C’est ce que l’organisme La Maisonnée, située au 6865, avenue Christophe-Colomb, tentera de savoir par une démarche de recherche d’envergure portant sur l’impact du loisir sur l’intégration au Québec.

Au cours de sa vaste expérience de terrain comme coordonnateur au bénévolat et à la vie communautaire à La Maisonnée, Richard Nicol s’est bien vite rendu compte que les loisirs touristiques, les découvertes régionales et les vacances sont des moments qui favorisent autant l’intégration des nouveaux arrivants à la société québécoise que le travail.

« On valorise beaucoup le travail pour favoriser l’intégration des immigrants, ce qui n’est pas faux. Toutefois, ça favorise surtout le fait qu’on doit gagner sa vie, croit M. Nicol. Il n’y a rien qui est mis en place au ministère de l’Immigration pour soutenir la découverte de la culture québécoise à travers les arts ou pour favoriser la rencontre entre immigrants et Québécois en région. »

C’est ainsi qu’il a décidé de mettre en place une démarche de recherche axée sur le loisir et l’intégration. Selon La Maisonnée, « aucune démarche de recherche de cette nature et de cette ampleur n’a été menée ces dernières années, et encore moins dans une perspective québécoise. »

« L’objectif général est de dresser l’état des connaissances scientifiques et professionnelles sur la problématique du loisir et l’intégration sociale des immigrants en lien avec la société d’accueil ainsi que les enjeux d’action corrélés, et ce aux échelles québécoise, canadienne et internationale », explique l’organisme dans un communiqué de presse.

Démarche de recherche

Pour se faire, La Maisonnée a élargi sa collaboration avec M. Bob White, professeur titulaire au département d’anthropologie et directeur du Laboratoire de recherche en relations interculturelles de l’Université de Montréal (LABRI). Le professeur au département d’études en loisir, culture et tourisme à l’Université du Québec à Trois-Rivières (UQTR), Romain Roult, s’est également joint au projet.

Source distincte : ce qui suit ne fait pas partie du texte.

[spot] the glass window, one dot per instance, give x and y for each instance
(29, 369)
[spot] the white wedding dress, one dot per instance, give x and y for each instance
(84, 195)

Des étudiants au doctorat ont été embauchés pour rédiger une revue de la littérature sur le loisir et l’intégration. Une fois que celle-ci sera terminée dans les semaines à venir, l’organisme procèdera à des entrevues auprès d’organisateurs de loisirs qui sont en contact avec des Québécois et des immigrants.

« L’idée est de voir de quelle façon il y a un rapprochement entre Québécois, immigrants et participants lors des activités, résume Richard Nicol. Lorsqu’ils vont au cinéma ou voir une partie des Canadiens de Montréal, de quelle façon est-ce que ça les intéresse et améliore leur compréhension du Québec et leur intégration ? »

Recherche à grande échelle

Le projet de recherche actuel est évalué à environ 13 000 $. L’organisme bénéficie d’un soutien financier totalisant 2 700 $ de la part de l’Observatoire québécois du loisir de l’UQTR et du ministère de l’Éducation, du Loisir et du Sport (MELS).

Si le projet de recherche va bon train, La Maisonnée fera une demande de subvention en 2018 pour creuser le sujet plus en profondeur et savoir « quelles sont les caractéristiques dans le loisir qui favorisent davantage l’intégration que le travail ».

À travers celui-ci, M. Nicol espère mener le gouvernement à développer des programmes pour favoriser la découverte du Québec dans un contexte de loisir.

La Maisonnée offre des services collectifs et individuels en matière d’accueil et d’établissement ainsi que d’employabilité et d’insertion en emploi. Elle accueille plus de 10 000 personnes chaque année.